Ces scrupules des dirigeants américains sont-ils honnêtes ? Le cas de conscience de Truman est-il vraiment tel qu'il l'oblige de dévoiler ce que les états-majors ont toujours imposé au peuple de considérer comme d'inviolables secrets de "défense nationale" ? Il est permis d'en douter.

Des scrupules chez des gens qui n'ont pas hésité à utiliser la bombe atomique et, avant elle, le fer et le feu, contre les populations civiles du monde entier, voilà qui est étrange. Tuer des gens sans défense en détail ou d'un seul coup, quelle différence y a-t-il ? N'a-t-on pas fait remarquer récemment que le bombardement "normal" de Hambourg en 1943 avait fait deux fois plus de morts que le bombardement atomique de Hiroshima ?

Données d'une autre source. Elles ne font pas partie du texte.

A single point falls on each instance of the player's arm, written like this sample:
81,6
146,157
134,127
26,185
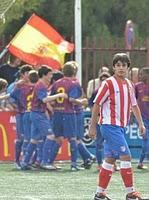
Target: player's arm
55,96
94,117
138,116
4,97
82,102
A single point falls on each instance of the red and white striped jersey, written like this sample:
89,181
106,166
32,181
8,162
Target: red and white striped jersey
115,98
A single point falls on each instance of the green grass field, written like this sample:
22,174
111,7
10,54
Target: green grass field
62,184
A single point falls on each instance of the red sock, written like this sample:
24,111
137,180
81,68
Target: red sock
127,176
104,177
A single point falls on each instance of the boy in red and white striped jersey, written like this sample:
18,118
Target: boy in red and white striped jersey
115,98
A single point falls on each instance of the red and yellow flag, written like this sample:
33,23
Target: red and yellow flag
38,43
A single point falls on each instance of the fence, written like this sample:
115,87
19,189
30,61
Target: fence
97,52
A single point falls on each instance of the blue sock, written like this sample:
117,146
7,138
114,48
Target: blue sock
142,156
74,152
18,149
29,152
24,147
39,151
55,149
34,157
84,152
98,155
47,150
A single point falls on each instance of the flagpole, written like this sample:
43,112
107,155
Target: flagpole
78,39
5,50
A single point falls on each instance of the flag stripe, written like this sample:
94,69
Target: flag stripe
34,59
46,29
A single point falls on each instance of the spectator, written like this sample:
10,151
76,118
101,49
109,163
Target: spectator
9,70
142,95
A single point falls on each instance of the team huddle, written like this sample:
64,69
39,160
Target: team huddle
39,136
51,109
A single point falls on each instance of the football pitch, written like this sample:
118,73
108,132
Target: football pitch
63,184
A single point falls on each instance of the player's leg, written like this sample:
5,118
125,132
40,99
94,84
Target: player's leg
19,139
87,157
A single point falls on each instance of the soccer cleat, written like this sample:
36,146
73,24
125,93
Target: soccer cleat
26,167
116,168
87,164
93,159
36,165
48,167
18,165
133,195
98,168
101,196
76,168
141,166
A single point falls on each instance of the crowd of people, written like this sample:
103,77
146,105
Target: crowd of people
56,101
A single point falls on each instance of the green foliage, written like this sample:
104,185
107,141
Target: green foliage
99,17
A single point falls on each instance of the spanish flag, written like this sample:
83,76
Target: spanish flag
38,43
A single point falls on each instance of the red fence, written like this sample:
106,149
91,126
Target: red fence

L'hypocrisie de Truman et de ses supporters dépasse vraiment toutes les bornes. Car, tout en ayant l'air de poser au peuple américain la question : "Faut-il ou ne faut-il pas fabriquer la bombe ?", ils n'ont nullement organisé un vote pour ou contre la fabrication de la bombe, dans lequel l'opinion des masses travailleuses américaines aurait pu s'exprimer sans équivoque. Au contraire, après un semblant de controverse, où l'on a entendu surtout des arguments pour la fabrication de la bombe, la propagande officielle, la presse bourgeoise américaine, tient déjà pour prouvé que l'"Américain moyen" (!) est partisan de la bombe H !... Et à l'heure qu'il est, la presse américaine, aux mains des capitalistes, est remplie de "vérités" de ce genre : "Notre sécurité exige que nous fournissions à nos forces armées les meilleures armes possible", "nous devons rester forts si nous voulons préserver la paix", "nous devons fabriquer la bombe avant que les autres ne la fabriquent", "nous ne devons pas nous démunir de nos atouts vis-à-vis des préparatifs de guerre de la Russie". C'est le "nous vaincrons parce que nous sommes les plus forts" de Reynaud en 1940.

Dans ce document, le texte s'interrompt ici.